Originally Posted by spacecadetglow
I think you're just falling for the wrong men. How soon are you physically intimate with these fellas, danas? Sex too early on can make things reeeeally confusing. It releases chemicals in your brain that make you wanting more of that person, without the requisite emotional/spiritual intimacy. I don't know anything about your connections of course, but this has been the pattern with me and maybe it resonates for you.
I suggest doing some work on your intuition. You probably know right away that they aren't right for you, that they're emotionally unavailable or "just not that into you." People show you who they are all the time, but perhaps you choose to ignore that because you get addicted to those happy chemicals flooding your brain.
You mentioned that as soon as you start showing them who you are and become more open, they run away. Well, so be it. That means they are not right for you. You seem to blame yourself though. Keep being yourself, and I suggest you open up even MORE, and get MORE direct with these guys. It helps you to get clear on what you want.
Don't accept anything less than wonderful. Perhaps because you've been dating the wrong guys for long and always experience pain, you think that is the love is. It's not. Love is not pain. Keep your standards high and be discerning.
Hope this helps!
Thanks you but believe it or not there was no sex! Only long hugs. and even that after many long days together.
Like he described it: First we connected through the mind- we loved eachothers creative work, then we connected through the voice- we had endless things to talk about, and finally we connected through the heart.

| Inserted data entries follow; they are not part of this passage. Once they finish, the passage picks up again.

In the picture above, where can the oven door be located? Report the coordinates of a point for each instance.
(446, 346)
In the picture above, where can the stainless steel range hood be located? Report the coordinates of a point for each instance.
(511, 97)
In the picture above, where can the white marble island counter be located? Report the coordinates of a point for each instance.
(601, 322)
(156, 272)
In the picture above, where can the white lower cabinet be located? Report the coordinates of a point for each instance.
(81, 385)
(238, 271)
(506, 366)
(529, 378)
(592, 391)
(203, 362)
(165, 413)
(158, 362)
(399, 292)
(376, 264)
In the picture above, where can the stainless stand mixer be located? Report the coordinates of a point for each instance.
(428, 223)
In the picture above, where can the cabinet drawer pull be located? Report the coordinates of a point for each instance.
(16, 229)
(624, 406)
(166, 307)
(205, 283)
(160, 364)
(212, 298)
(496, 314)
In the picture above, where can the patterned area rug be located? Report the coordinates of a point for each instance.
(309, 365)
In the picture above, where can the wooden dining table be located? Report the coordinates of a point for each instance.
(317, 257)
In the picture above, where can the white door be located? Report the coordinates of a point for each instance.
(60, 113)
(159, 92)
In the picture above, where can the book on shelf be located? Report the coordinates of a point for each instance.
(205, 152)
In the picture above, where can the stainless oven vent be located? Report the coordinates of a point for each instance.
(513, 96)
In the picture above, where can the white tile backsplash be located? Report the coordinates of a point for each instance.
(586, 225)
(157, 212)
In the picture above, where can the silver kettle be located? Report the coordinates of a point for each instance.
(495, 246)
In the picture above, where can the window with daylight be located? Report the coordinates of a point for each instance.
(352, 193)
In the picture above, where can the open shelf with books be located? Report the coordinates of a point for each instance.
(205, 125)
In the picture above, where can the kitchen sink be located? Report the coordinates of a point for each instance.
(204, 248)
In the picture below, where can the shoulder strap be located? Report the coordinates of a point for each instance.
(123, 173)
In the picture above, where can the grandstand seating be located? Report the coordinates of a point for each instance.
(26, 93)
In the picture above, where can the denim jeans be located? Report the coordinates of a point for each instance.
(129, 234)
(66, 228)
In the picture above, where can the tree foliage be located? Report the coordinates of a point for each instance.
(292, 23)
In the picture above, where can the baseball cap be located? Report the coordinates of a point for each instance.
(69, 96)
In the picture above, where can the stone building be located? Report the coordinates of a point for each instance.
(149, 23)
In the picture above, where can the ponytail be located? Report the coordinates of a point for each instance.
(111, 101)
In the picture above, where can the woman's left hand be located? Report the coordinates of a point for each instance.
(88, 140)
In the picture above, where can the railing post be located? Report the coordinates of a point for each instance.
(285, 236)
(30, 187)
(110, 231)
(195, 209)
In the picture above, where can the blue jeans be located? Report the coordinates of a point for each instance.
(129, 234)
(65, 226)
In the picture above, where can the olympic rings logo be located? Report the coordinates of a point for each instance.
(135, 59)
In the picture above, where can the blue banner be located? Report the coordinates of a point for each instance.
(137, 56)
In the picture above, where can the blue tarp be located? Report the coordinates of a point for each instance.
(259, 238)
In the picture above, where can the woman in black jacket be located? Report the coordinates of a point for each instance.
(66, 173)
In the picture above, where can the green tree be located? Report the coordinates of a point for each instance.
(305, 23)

He himself said that this is a soul connection because it wasnt just lust...
Thats his description. My intuition told me very strongly after only 3 days that this is my soulmate. I believe we have more than one though.

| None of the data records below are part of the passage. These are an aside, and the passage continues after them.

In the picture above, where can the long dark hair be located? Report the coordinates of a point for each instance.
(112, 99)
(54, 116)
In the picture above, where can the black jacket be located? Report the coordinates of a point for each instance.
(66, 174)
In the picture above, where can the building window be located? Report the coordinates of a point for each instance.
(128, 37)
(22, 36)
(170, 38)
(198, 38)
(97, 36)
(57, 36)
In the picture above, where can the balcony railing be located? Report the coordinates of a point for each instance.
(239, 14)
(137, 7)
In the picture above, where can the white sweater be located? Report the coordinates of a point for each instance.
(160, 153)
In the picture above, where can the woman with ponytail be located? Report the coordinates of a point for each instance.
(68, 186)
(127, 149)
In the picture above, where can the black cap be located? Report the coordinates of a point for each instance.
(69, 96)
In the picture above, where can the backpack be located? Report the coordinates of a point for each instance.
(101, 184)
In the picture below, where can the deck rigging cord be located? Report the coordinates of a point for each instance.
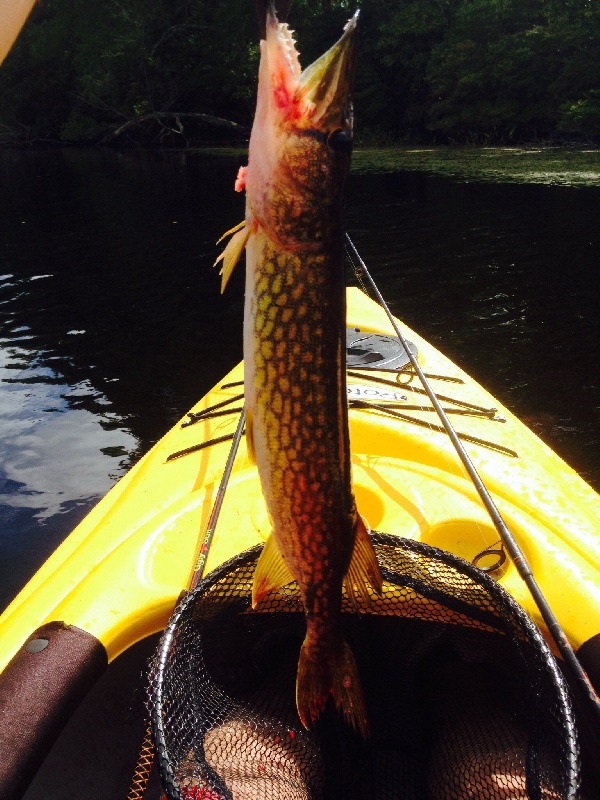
(145, 762)
(510, 543)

Last time I connected so deeply with a guy was back in 1994. and that was after many months together.
But- he is married. I couldnt help not falling for him. We spent day and night together, away from our normal lives (and his wife) and as much as I tried it was inevitable. for both of us. Now hes back home, and thats all it was. A love story. A beautiful one. but not one that ends happily ever after together...
The 2 guys before I waited a while before any sex. Longer than they ever did I suspect. Interestingly enough straight after I left the picture, they connected with someone new and now are in long term monogamous relationships.
So these guys are perfectly capable. Its not them... It me.
I have a strong belief in my art and finances that things will work. I take really crazy risks sometimes but I have a deep knowing that it will work. And it ALWAYS does.
Although, I think, until know, I had the exact opposite belief about relationships. I had a deep knowing that it won't
And so it was... But all thats changing know! It will work. It is working and it must work.
thanks to some work with Angela and all the wonderful people here.